Monday, December 15, 2014

Big people do small things and lose everything? Why do power-lust, greed, ego rule the world?

Why does N. Srinivasan hang on to his cricket chair when every milligram of his credibility is gone? Why did Manmohan Singh cling to prime ministership even after he was reduced to an object of ridicule? Why did Rampal order pitched battles against the police leading to the death of at least five women and a child when he didn't have a chance in hell of winning? Why did Rajat Gupta, such a celebrated management icon, do insider trading that landed him in a US prison? Why did Subrata Roy, an innovative genius and buddy of everyone who mattered, find himself in Tihar?

Questions without answers pile up around us. In politics, business, sports and even spirituality, big people do small things unworthy of their position. Not only do they not gain anything, they actually lose their prestige and often their way of life. Does the explanation lie in philosophy? There is consolation of sorts in the poetic precept that all human things are subject to decay, and when fate summons, monarchs must obey. Was it the summons of fate that led to the fall of Subrata Roy and Rampal, of Manmohan Singh and Srinivasan?

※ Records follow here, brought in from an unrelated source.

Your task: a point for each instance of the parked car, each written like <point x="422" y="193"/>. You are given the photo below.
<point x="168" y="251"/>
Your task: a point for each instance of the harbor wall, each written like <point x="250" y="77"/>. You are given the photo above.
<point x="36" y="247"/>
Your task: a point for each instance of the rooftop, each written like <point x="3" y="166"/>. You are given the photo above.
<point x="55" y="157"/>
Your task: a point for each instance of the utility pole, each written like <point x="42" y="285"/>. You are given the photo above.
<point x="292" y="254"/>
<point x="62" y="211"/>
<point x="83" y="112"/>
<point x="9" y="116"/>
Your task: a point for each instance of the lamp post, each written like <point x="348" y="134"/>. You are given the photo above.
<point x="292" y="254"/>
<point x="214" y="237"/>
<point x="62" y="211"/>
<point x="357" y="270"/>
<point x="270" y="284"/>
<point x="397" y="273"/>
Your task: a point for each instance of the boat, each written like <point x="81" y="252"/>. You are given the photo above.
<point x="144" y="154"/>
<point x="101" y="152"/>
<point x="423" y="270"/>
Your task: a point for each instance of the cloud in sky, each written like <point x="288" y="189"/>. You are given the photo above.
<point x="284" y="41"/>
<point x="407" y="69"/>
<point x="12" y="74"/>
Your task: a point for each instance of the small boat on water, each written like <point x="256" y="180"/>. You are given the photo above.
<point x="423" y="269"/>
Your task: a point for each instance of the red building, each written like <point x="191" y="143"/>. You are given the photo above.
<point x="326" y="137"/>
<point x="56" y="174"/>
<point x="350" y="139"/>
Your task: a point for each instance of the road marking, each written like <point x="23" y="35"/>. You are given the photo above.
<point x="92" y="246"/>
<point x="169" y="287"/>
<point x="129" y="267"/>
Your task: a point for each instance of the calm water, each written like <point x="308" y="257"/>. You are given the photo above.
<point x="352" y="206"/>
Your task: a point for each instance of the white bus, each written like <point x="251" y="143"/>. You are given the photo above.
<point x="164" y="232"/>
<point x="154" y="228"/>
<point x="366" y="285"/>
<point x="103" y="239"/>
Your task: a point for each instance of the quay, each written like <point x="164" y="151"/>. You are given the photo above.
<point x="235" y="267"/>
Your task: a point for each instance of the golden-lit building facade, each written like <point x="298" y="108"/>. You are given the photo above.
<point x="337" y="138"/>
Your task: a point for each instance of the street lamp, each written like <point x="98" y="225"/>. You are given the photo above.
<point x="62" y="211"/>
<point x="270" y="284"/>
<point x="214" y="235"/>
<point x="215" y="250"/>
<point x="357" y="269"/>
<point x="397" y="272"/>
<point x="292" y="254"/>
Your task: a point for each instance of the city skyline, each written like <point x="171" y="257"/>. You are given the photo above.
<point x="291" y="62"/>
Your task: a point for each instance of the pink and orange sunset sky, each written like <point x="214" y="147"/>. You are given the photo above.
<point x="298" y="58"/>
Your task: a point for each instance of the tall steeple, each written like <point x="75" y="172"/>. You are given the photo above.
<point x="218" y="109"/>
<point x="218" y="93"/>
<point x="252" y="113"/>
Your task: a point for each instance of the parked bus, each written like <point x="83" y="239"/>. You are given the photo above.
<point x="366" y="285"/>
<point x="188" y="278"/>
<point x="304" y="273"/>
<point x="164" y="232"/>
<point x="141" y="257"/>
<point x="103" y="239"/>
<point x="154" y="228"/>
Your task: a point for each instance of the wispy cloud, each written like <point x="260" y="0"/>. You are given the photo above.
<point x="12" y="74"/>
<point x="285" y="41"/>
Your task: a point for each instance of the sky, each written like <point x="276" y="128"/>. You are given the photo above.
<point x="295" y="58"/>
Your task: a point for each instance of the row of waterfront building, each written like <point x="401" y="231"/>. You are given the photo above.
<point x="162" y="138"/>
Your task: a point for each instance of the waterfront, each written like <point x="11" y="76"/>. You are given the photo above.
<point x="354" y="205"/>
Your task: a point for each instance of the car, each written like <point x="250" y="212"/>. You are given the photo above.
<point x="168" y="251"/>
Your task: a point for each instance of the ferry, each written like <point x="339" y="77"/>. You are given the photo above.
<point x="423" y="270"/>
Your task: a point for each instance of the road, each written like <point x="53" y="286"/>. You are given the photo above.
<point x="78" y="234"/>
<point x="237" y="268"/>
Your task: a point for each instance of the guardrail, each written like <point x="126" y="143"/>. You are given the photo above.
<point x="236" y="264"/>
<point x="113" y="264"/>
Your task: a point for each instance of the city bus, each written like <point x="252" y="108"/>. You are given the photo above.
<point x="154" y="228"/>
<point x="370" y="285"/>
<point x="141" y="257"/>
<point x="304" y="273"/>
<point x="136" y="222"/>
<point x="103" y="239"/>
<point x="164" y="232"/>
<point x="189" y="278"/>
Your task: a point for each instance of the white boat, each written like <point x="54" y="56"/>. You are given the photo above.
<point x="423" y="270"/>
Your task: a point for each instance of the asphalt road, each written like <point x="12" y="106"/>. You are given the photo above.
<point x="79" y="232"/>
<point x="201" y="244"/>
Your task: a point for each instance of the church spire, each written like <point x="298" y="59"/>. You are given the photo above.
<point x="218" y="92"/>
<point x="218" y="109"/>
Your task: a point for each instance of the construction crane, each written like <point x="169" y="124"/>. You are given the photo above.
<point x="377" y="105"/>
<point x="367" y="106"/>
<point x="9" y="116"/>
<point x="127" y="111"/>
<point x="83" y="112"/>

The former Primer Minister and the cricket tzar are unique, though in opposite ways; the one had public sympathy pouring out for him, while the other was covered with disgrace. The considerateness Manmohan Singh received was spontaneous because of his nature and the circumstances of his mortification. Here was a man who stood tall on two pedestals: goodness as a human being and international eminence as an economist. Being apolitical, he needed political backing to do well in an essentially political setup. He got this when he teamed up with P.V.Narasimha Rao -- and he reached heights of glory. He did not get similar backing when he teamed up with Sonia Gandhi whose agenda was family-oriented. To the extent she did her job well, to that extent Manmohan Singh's job was compromised.

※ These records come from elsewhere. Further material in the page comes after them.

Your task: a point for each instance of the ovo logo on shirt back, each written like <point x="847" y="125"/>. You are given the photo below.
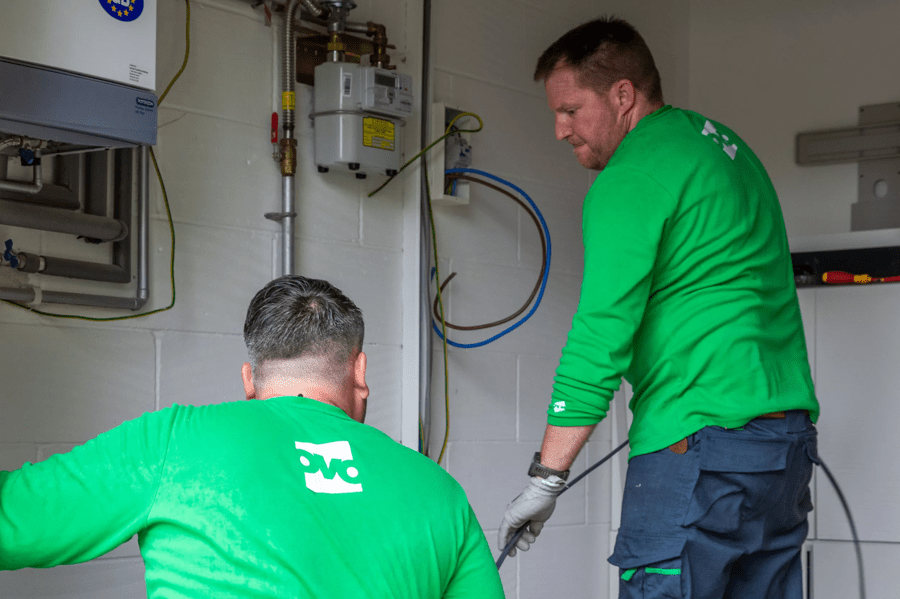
<point x="328" y="467"/>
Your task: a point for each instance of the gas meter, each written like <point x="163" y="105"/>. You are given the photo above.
<point x="357" y="117"/>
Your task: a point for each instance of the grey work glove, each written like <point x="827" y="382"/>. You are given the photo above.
<point x="535" y="503"/>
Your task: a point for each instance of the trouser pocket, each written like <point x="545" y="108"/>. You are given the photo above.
<point x="650" y="567"/>
<point x="744" y="479"/>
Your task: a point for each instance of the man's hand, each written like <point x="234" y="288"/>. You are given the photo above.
<point x="535" y="503"/>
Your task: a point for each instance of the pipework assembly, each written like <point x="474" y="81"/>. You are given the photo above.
<point x="358" y="109"/>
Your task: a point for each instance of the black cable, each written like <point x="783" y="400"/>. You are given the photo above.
<point x="837" y="488"/>
<point x="856" y="545"/>
<point x="521" y="530"/>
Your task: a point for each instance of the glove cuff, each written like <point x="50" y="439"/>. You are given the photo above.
<point x="552" y="485"/>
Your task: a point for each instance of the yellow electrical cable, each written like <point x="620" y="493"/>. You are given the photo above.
<point x="187" y="50"/>
<point x="432" y="144"/>
<point x="437" y="279"/>
<point x="437" y="274"/>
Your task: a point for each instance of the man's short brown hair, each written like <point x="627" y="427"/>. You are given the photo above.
<point x="602" y="52"/>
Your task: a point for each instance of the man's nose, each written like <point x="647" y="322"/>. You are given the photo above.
<point x="563" y="129"/>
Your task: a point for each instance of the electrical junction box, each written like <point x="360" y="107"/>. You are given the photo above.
<point x="357" y="117"/>
<point x="454" y="152"/>
<point x="113" y="40"/>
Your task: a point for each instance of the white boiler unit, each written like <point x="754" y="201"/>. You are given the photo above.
<point x="79" y="72"/>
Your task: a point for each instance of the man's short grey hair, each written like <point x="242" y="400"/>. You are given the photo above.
<point x="297" y="317"/>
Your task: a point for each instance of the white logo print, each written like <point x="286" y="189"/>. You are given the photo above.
<point x="328" y="467"/>
<point x="709" y="129"/>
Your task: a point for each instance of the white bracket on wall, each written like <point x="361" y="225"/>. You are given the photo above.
<point x="875" y="145"/>
<point x="441" y="115"/>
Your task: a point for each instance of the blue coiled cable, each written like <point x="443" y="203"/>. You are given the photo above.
<point x="546" y="271"/>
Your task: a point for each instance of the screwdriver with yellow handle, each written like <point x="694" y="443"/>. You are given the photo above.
<point x="837" y="277"/>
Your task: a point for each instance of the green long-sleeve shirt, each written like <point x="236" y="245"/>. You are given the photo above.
<point x="688" y="289"/>
<point x="286" y="497"/>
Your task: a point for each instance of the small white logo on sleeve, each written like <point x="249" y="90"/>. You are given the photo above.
<point x="710" y="130"/>
<point x="328" y="467"/>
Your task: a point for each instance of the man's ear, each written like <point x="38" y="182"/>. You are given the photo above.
<point x="360" y="388"/>
<point x="624" y="95"/>
<point x="247" y="376"/>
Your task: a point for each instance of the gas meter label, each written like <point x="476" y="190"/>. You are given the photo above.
<point x="347" y="84"/>
<point x="123" y="10"/>
<point x="378" y="133"/>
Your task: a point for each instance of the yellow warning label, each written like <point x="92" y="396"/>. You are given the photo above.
<point x="288" y="100"/>
<point x="378" y="133"/>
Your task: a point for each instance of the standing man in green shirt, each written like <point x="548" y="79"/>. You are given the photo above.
<point x="688" y="293"/>
<point x="286" y="495"/>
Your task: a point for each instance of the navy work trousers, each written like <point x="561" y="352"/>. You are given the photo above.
<point x="726" y="519"/>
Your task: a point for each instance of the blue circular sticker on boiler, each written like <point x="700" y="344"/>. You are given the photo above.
<point x="123" y="10"/>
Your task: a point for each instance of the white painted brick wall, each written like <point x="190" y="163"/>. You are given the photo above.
<point x="64" y="382"/>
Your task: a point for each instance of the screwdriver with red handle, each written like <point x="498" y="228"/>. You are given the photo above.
<point x="837" y="277"/>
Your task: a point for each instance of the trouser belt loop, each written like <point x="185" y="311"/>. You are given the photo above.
<point x="772" y="416"/>
<point x="680" y="447"/>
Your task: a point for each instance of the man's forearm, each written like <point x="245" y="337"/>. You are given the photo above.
<point x="562" y="444"/>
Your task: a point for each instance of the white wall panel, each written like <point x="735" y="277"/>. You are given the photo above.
<point x="535" y="386"/>
<point x="834" y="570"/>
<point x="566" y="562"/>
<point x="99" y="579"/>
<point x="383" y="412"/>
<point x="200" y="369"/>
<point x="62" y="385"/>
<point x="482" y="396"/>
<point x="858" y="385"/>
<point x="771" y="69"/>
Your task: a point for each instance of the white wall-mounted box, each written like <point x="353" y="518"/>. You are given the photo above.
<point x="113" y="40"/>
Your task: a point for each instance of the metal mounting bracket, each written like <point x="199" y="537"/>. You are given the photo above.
<point x="875" y="145"/>
<point x="278" y="216"/>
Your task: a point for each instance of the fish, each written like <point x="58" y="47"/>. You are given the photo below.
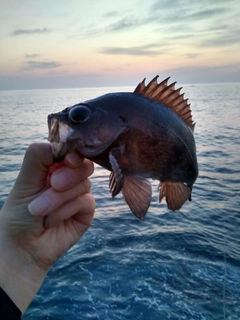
<point x="138" y="136"/>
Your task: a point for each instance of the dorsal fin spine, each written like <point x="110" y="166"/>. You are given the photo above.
<point x="168" y="96"/>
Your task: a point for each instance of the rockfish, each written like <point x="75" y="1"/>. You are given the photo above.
<point x="136" y="136"/>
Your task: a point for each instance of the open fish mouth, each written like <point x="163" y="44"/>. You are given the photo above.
<point x="58" y="135"/>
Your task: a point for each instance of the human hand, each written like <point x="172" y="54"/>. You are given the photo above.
<point x="58" y="196"/>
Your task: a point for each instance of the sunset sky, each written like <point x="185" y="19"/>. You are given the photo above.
<point x="79" y="43"/>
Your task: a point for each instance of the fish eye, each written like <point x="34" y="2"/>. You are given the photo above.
<point x="79" y="114"/>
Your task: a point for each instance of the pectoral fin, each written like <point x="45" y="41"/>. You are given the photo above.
<point x="116" y="178"/>
<point x="137" y="193"/>
<point x="176" y="193"/>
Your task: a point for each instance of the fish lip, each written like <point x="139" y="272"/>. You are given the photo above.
<point x="58" y="131"/>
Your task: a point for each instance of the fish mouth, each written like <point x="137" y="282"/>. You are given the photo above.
<point x="62" y="139"/>
<point x="58" y="135"/>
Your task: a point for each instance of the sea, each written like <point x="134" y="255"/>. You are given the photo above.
<point x="173" y="265"/>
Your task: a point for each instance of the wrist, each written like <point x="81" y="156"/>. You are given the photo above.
<point x="20" y="277"/>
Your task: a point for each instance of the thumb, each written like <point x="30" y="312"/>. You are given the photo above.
<point x="35" y="169"/>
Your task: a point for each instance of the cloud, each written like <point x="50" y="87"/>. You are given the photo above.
<point x="146" y="50"/>
<point x="111" y="14"/>
<point x="20" y="32"/>
<point x="30" y="65"/>
<point x="31" y="56"/>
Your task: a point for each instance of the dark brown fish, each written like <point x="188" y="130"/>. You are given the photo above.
<point x="136" y="136"/>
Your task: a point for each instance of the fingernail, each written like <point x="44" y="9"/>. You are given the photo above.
<point x="39" y="205"/>
<point x="61" y="180"/>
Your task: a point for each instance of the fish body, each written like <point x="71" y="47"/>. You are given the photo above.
<point x="136" y="136"/>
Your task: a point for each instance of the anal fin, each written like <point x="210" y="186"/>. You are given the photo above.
<point x="176" y="193"/>
<point x="137" y="193"/>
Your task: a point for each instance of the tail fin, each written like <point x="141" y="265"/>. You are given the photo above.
<point x="176" y="193"/>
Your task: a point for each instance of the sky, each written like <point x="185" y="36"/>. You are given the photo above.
<point x="89" y="43"/>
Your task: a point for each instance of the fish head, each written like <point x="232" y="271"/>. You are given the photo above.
<point x="81" y="127"/>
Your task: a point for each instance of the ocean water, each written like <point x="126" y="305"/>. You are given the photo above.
<point x="174" y="265"/>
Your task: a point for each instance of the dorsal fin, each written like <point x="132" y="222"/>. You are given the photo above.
<point x="168" y="96"/>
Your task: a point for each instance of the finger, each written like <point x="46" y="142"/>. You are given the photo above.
<point x="80" y="209"/>
<point x="73" y="159"/>
<point x="65" y="178"/>
<point x="50" y="200"/>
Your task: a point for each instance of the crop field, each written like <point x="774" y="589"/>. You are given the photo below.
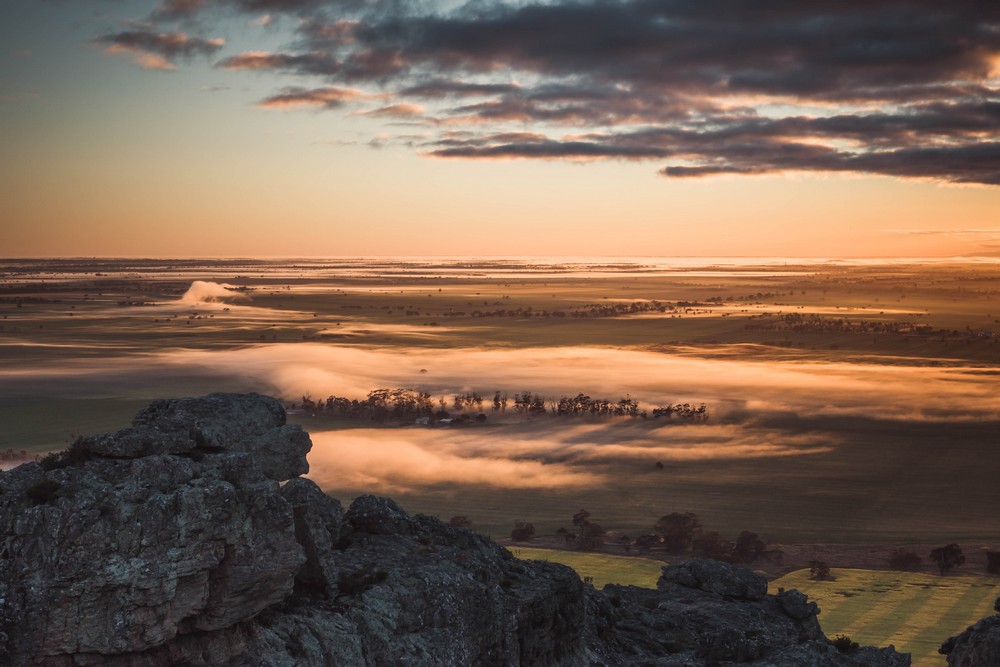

Only once during his 10-year term did Dr. Singh find the courage to stand up for what he thought right. Even then, he stood up against the Left Front, not against Sonia Gandhi. The Left had threatened to withdraw support to his Government over the US nuclear deal. Facing the prospect of the Government not having the numbers to pass the bill, the Prime Minister decided to resign and conveyed his decision to Sonia and Pranab Mukherjee at a secret meeting in the Prime Minister's house. Eventually the PM had his way because the Samajwadi Party switched policy and supported the Government. In historical terms, though, the victory was nothing big because of the controversial nature of the nuclear deal. It did nothing to correct the image of Manmohan Singh as an inconsequential Prime Minister.

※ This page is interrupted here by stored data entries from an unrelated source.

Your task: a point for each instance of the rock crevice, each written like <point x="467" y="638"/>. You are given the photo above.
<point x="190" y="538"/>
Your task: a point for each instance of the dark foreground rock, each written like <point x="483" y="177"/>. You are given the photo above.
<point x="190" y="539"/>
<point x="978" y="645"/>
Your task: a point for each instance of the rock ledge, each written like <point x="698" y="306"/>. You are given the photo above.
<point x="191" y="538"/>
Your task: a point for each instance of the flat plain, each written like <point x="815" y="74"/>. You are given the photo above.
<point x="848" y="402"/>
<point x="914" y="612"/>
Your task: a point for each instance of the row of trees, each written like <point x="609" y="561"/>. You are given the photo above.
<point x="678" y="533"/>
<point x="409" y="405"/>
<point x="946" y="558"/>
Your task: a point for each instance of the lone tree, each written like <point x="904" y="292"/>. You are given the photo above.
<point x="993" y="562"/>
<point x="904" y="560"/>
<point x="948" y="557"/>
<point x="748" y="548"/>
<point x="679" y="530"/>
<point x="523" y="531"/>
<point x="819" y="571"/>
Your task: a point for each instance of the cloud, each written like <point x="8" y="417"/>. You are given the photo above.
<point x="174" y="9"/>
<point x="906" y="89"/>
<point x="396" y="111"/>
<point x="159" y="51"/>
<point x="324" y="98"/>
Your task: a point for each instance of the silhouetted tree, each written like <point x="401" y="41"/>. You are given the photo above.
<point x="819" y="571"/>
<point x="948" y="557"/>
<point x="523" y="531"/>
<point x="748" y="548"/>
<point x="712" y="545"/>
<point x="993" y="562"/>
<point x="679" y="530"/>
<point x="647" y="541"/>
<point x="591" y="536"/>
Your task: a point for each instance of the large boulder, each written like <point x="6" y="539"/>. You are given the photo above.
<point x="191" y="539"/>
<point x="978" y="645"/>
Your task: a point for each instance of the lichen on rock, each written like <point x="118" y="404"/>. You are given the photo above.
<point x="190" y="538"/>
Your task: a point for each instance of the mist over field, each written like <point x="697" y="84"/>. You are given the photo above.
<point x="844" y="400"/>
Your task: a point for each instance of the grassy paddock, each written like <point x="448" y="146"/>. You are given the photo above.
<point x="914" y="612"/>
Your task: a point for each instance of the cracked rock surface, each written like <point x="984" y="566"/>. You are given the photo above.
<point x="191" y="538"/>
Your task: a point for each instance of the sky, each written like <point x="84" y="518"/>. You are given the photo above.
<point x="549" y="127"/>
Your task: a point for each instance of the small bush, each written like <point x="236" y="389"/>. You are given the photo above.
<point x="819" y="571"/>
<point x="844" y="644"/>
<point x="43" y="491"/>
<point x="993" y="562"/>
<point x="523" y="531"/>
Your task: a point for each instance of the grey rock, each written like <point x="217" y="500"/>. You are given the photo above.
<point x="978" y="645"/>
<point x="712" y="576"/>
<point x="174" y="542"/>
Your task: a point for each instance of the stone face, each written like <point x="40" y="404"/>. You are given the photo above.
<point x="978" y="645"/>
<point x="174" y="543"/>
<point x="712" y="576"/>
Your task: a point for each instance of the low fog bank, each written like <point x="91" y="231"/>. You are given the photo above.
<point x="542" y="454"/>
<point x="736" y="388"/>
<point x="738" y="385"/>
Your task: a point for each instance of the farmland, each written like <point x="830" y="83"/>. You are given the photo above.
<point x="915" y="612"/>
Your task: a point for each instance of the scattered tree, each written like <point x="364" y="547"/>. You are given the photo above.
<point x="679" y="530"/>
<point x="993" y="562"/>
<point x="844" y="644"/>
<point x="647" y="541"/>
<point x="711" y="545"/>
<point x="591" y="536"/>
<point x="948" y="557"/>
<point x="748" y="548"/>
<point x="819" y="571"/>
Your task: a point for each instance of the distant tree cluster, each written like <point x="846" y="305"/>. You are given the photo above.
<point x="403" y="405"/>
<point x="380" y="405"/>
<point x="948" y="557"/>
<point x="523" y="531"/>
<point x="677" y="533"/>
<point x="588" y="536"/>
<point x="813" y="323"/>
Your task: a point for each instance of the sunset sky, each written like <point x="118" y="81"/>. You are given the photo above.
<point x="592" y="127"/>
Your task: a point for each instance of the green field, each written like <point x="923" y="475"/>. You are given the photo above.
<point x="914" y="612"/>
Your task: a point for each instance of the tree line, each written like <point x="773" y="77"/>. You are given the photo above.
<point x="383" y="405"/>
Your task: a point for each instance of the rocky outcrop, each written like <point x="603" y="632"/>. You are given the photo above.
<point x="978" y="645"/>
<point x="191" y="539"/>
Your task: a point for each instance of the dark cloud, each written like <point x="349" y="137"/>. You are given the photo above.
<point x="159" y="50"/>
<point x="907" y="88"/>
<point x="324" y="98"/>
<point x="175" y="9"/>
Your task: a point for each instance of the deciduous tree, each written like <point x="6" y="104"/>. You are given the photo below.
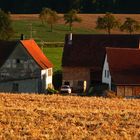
<point x="71" y="17"/>
<point x="6" y="30"/>
<point x="48" y="16"/>
<point x="107" y="22"/>
<point x="130" y="25"/>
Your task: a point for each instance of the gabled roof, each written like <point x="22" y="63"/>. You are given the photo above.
<point x="6" y="47"/>
<point x="124" y="65"/>
<point x="34" y="50"/>
<point x="89" y="50"/>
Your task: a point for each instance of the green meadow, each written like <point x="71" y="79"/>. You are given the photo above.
<point x="35" y="29"/>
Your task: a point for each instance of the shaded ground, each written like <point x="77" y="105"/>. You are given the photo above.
<point x="30" y="116"/>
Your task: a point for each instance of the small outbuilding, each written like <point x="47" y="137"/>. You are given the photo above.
<point x="24" y="67"/>
<point x="121" y="71"/>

N. Srinivasan is an assertive personality in contrast to the ever-yielding Manmohan Singh. While Indian cricket has been a bedlam of personality clashes, conspiracies, manipulations and politics of the meanest kind, no one took it to the "me-first" depths that Srinivasan contrived. There were several occasions when shenanigans around him were exposed and he could have withdrawn with dignity. But he chose to fight even the Supreme Court's unambiguous remarks.

"You are presuming there is nothing against you", said the Supreme Court. "You can't use BCCI rules to say you will stand for elections because the doctrine of public trust will apply". Even more pointedly, it said: "The ownership of the team raises conflict of interest. [Srinivasan is the managing director of India Cements which owns the Chennai Super Kings; its captain, M. S. Dhoni, is Vice President of India Cements.] President of the BCCI has to run the show but you have a team". Such castigations would be sufficient for an honourable man to quietly leave the scene. But Srinivasan is always looking for a tiny loophole somewhere in the labyrinth of law. Even if he finds one, he will remain in the record books as the man under whom Indian cricket was shamed by what Bishan Singh Bedi called "abnormal hunger for power and insatiable greed for money".

Duryodhana was holding out a lesson for all of us when he confessed that he knew what was dharma but had no urge to follow it. It was only in humans that the Creator planted such cosmic contradictions. All religions warn against ego. Sikhism includes it in one of the Panch Dosh, five evils. Taoism equates enlightenment with the annihilation of the ego. But ego rules the world.